Andrew J. Link, Ph.D., Ingram Assistant Professor of Cancer Research and assistant professor of Microbiology and Immunology.

Link received his Ph.D. in Genetics from Harvard University and then completed postdoctoral research at the University of Washington with Dr. John R. Yates, III. He was a staff scientist at Millennium Predictive Medicine, Inc. in Cambridge, Massachusetts before joining the Vanderbilt faculty in 1999.

Link uses proteomic methods for deciphering biological processes in the cell. He recently developed a process termed Direct Analysis of Large Protein Complexes (DALPC), which couples multidimensional chromatography to mass spectrometry in order to identify the components of multi-protein complexes. Link is studying the protein complexes that modulate activities like DNA replication, protein translation, and protein secretion, using the model organisms yeast and bacteria.

Dr. Jeffrey R. Smith, Ph.D., Ingram Assistant Professor of Cancer Research and assistant professor of Medicine.

Smith received his M.D. and Ph.D. degrees from the University of Texas Southwestern Medical Center, where his dissertation research mentors were Nobel laureates Drs. Michael S. Brown and Joseph L. Goldstein. He completed residency training in Internal Medicine at the University of Michigan and then joined the laboratory of Dr. Francis S. Collins at the National Human Genome Research Institute. While at the NHGRI as a senior staff fellow, Smith completed the Clinical Investigator Pathway of the American Board of Internal Medicine. He came to Vanderbilt in 1999.

At the NHGRI, Smith developed a high-throughput genotyping facility that successfully identified regions of chromosomes 1 and X that predispose patients to hereditary prostate cancer. He is developing a similar high-throughput genomics laboratory at Vanderbilt that will pursue cancer-causing genes in patients cared for at the Vanderbilt-Ingram Cancer Center. A significant aspect of the work involves developing the technology (software and hardware tools) to collect and analyze the volumes of data required in the genetic mapping of complex traits such as prostate cancer.

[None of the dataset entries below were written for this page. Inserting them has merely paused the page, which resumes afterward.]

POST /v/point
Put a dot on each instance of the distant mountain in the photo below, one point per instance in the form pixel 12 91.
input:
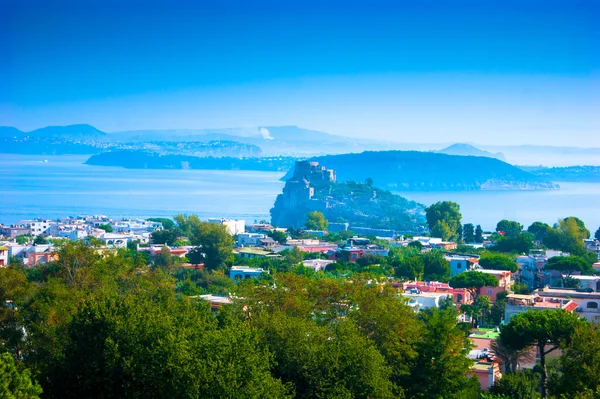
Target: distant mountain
pixel 9 131
pixel 70 132
pixel 582 174
pixel 464 149
pixel 273 140
pixel 427 171
pixel 151 160
pixel 548 155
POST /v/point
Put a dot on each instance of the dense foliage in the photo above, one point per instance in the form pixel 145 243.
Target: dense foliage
pixel 119 328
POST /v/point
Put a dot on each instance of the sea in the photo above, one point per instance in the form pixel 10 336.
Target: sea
pixel 58 186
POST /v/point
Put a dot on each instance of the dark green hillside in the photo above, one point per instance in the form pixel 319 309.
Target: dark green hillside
pixel 426 171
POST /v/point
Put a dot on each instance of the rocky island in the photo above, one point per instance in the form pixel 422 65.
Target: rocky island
pixel 313 187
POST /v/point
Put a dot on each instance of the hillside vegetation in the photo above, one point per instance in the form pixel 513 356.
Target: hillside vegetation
pixel 426 171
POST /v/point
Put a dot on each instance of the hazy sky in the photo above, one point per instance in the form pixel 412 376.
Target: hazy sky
pixel 490 72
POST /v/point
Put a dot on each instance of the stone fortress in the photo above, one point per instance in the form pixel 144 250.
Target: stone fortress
pixel 304 192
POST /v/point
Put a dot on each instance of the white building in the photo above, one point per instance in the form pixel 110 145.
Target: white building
pixel 462 263
pixel 249 239
pixel 233 226
pixel 115 240
pixel 3 255
pixel 588 303
pixel 588 283
pixel 423 300
pixel 245 272
pixel 39 226
pixel 317 264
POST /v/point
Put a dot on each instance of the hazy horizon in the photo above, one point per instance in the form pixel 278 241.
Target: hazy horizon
pixel 506 73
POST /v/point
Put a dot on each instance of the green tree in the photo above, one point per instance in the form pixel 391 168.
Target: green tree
pixel 15 383
pixel 164 258
pixel 568 235
pixel 392 326
pixel 167 223
pixel 469 233
pixel 567 265
pixel 40 240
pixel 370 259
pixel 215 240
pixel 442 230
pixel 278 236
pixel 118 346
pixel 520 385
pixel 411 268
pixel 336 362
pixel 316 221
pixel 440 368
pixel 509 228
pixel 498 308
pixel 23 239
pixel 415 244
pixel 106 227
pixel 521 243
pixel 473 281
pixel 478 234
pixel 539 230
pixel 546 329
pixel 14 292
pixel 580 362
pixel 195 256
pixel 497 261
pixel 444 220
pixel 165 237
pixel 512 358
pixel 292 258
pixel 435 266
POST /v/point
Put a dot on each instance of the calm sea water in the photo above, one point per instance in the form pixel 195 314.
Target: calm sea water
pixel 64 186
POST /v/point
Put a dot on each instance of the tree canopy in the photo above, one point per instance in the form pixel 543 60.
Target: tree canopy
pixel 444 220
pixel 509 228
pixel 541 328
pixel 213 238
pixel 498 261
pixel 469 233
pixel 473 281
pixel 316 221
pixel 568 265
pixel 14 383
pixel 167 223
pixel 539 230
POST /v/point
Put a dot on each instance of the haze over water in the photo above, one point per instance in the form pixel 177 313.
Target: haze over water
pixel 64 186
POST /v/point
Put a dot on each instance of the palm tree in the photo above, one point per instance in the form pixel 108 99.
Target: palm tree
pixel 512 359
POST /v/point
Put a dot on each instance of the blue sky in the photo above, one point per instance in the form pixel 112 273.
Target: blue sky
pixel 490 72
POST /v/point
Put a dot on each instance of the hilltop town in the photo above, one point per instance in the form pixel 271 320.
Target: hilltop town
pixel 481 280
pixel 360 207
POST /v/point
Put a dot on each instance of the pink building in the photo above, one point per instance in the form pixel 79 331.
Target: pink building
pixel 3 256
pixel 487 374
pixel 505 283
pixel 460 295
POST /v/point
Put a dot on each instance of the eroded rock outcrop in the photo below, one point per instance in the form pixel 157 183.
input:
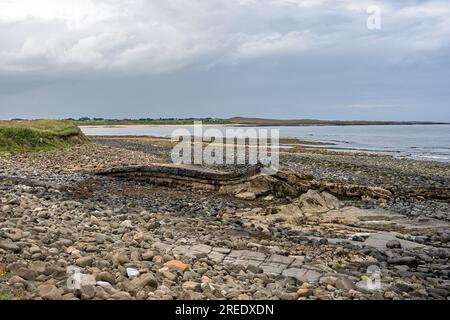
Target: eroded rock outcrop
pixel 248 184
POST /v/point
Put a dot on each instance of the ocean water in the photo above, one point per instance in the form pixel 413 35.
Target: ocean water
pixel 422 142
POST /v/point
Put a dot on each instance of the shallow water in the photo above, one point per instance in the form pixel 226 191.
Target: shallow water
pixel 422 142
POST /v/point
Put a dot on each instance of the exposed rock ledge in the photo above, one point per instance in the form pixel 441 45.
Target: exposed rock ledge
pixel 251 181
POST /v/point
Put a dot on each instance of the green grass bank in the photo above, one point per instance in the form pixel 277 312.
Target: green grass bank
pixel 39 135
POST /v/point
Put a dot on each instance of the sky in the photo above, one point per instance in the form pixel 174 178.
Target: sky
pixel 280 59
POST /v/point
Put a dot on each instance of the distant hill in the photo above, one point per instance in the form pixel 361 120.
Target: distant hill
pixel 305 122
pixel 242 121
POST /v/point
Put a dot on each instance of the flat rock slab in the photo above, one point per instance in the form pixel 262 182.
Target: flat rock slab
pixel 302 274
pixel 274 264
pixel 379 240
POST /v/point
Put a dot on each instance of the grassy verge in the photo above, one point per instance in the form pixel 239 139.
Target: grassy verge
pixel 38 135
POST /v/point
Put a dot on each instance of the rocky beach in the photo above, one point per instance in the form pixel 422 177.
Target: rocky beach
pixel 364 226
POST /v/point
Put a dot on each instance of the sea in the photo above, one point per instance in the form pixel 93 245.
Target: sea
pixel 420 142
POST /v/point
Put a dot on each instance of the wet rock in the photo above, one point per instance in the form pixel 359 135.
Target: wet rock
pixel 49 292
pixel 84 261
pixel 393 244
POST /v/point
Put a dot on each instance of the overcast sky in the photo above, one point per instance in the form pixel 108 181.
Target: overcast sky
pixel 221 58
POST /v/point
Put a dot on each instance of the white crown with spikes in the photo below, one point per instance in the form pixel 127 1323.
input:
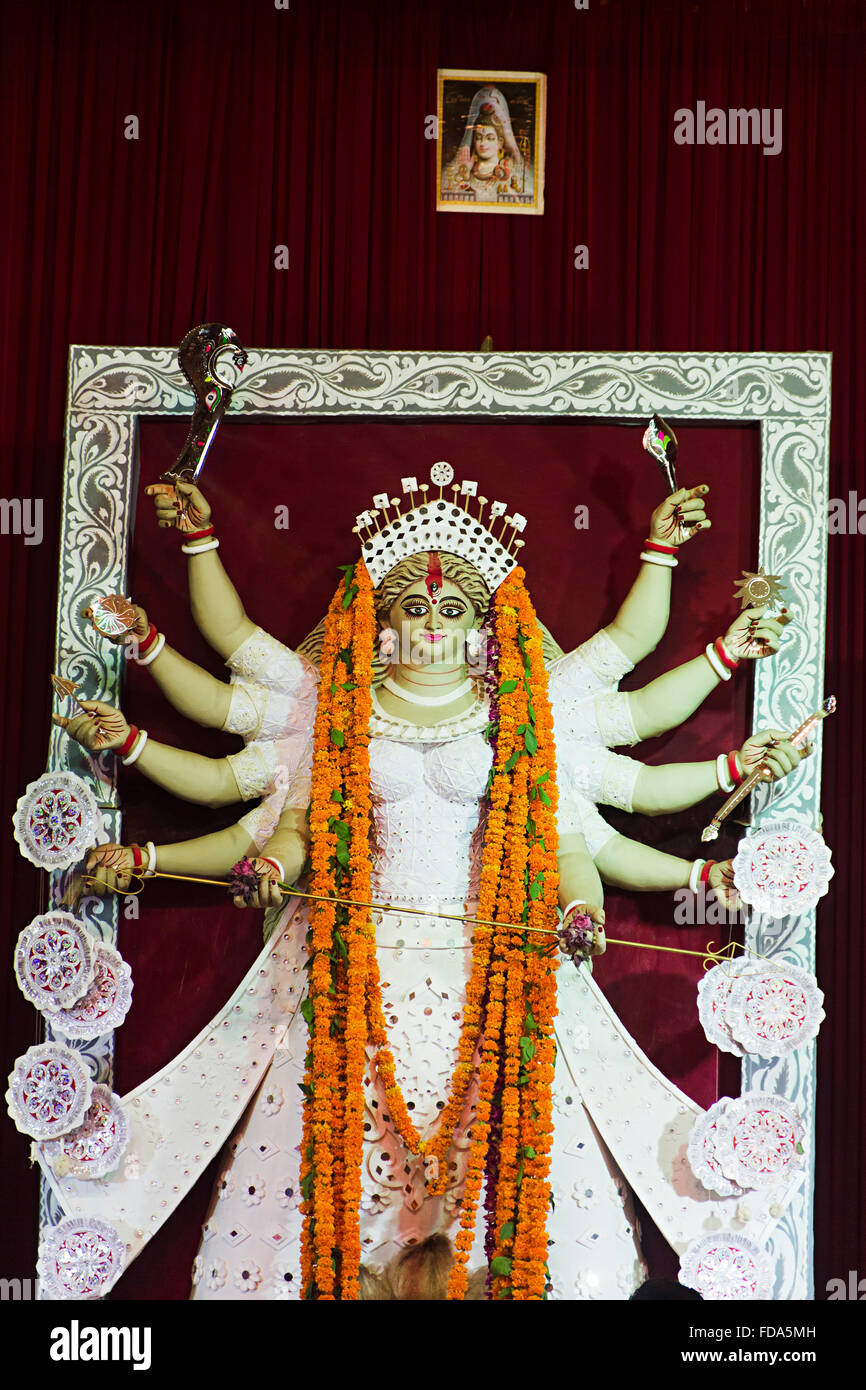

Michelle Southard-Smith, Ph.D., assistant professor of Medicine and Cell Biology.

Southard-Smith completed her Ph.D. in Genetics and Development at the University of Texas Southwestern Medical Center. She carried out postdoctoral research at the University of Michigan Medical Center with David T. Burke, Ph.D. and at the National Human Genome Research Institute with William J. Pavan, Ph.D. Southard-Smith joined the Vanderbilt faculty in 1999.

Southard-Smith is utilizing molecular genetic approaches to investigate the development of the enteric nervous system, the branch of the peripheral nervous system that controls gut motility. Abnormalities in enteric nervous system development give rise to gastrointestinal disorders like Hirschsprung disease and neuronal intestinal dysplasia, and may also contribute to the pathogenesis of irritable bowel syndrome and chronic intestinal pseudo-obstruction. Southard-Smith's research uses mouse models including the "dominant megacolon" mouse, a model of Hirschsprung disease, to identify and characterize genes involved in enteric nervous system development.

James S. Sutcliffe, Ph.D., assistant professor of Molecular Physiology and Biophysics.

Sutcliffe received his Ph.D. in Biochemistry and Genetics from Emory University and then completed postdoctoral research training at Baylor College of Medicine in Houston with Dr. Arthur L. Beaudet. He joined the Vanderbilt faculty in 1997.

Sutcliffe is interested in understanding the genetic causes of susceptibility for autism, as well as the molecular genetics and gene-phenotype relationships for Prader-Willi syndrome and Angelman syndrome.

The three disorders share one common theme in that all have been shown to involve defects in a common region on human chromosome 15. Sutcliffe's research is focused on identifying and characterizing the genes involved in these disorders and understanding how the genes may be regulated by genomic imprinting, a mechanism that restricts a gene's expression to one of the two chromosomes we inherit from our parents.